Atopic Dermatitis in US Adults: From Population to Health Care Utilization

Document Type

Journal Article

Publication Date



Journal of Allergy and Clinical Immunology: In Practice








Access; Atopic dermatitis; Disparities; Eczema; Emergency department; Hospitalization; Outpatient; Severity; Urgent care; Utilization


© 2019 American Academy of Allergy, Asthma & Immunology Background: Little is known about the predictors of health care utilization among US adults with atopic dermatitis (AD). Objective: To determine the proportion and predictors of utilization in outpatient, urgent care, emergency department (ED), and hospital settings in US adults with AD. Methods: A cross-sectional, population-based study of 3495 adults was performed. AD was determined using modified United Kingdom Working Party criteria. AD severity was assessed using the Patient-Oriented Eczema Measure (POEM), the Patient-Oriented Scoring AD (PO-SCORAD), and the Numeric Rating Scale (NRS)-itch. Weighted frequency and prevalence (95% CIs) of utilization were determined. Results: Overall, 10.42% (95% CI, 8.55%-12.28%; weighted frequency, 25,844,871) reported a diagnosis of AD or eczema, 7.39% (95% CI, 5.81%-8.97%; weighted frequency, 18,324,869) met United Kingdom Working Party criteria, and 3.56% (95% CI, 2.40%-4.72%; weighted frequency, 8,830,095) met both. A total of 31.8% (2,711,690) had a severe score for POEM, PO-SCORAD, and/or NRS-itch, with 4.0% (337,586) having severe scores for all 3. Outpatient utilization for AD was low for mild disease (29.3%-34.7%) and increased by severity (moderate: 36.2%-49.8%; severe: 50.6%-86.6%).
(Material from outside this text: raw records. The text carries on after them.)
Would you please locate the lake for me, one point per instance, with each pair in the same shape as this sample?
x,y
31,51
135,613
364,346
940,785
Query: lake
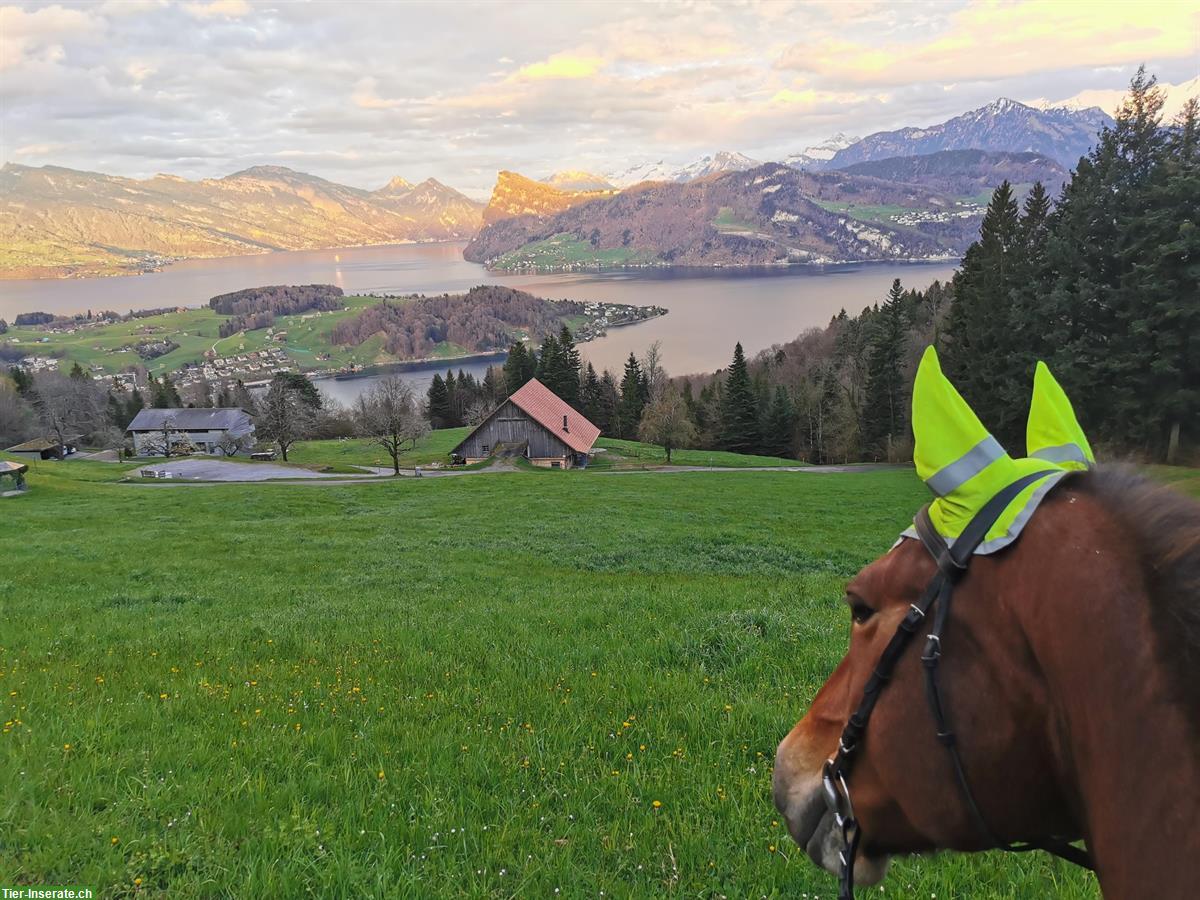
x,y
711,309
Timeliness of appointments, expenses, and insurance coverage were also predictors of outpatient utilization. Severe POEM, PO-SCORAD, and/or NRS-itch were associated with being uninsured, not having full prescription coverage, AD prescriptions being denied by insurers, and costs of AD medications being problematic. One in 10 adults with AD had 1 or more urgent care, ED, or hospital visit in the past year. Urgent care or ED visits were significantly more common among blacks and Hispanics, those with lower household income, those with lower education level, and those with AD prescriptions being denied by the insurance company. Conclusions: Adults with AD had low rates of outpatient and high rates of urgent care, ED, and hospital visits. The major predictor of outpatient utilization for AD care was AD severity. Racial/ethnic, socioeconomic, and/or health care disparities reduce outpatient utilization and increase urgent care, ED, and hospital utilization.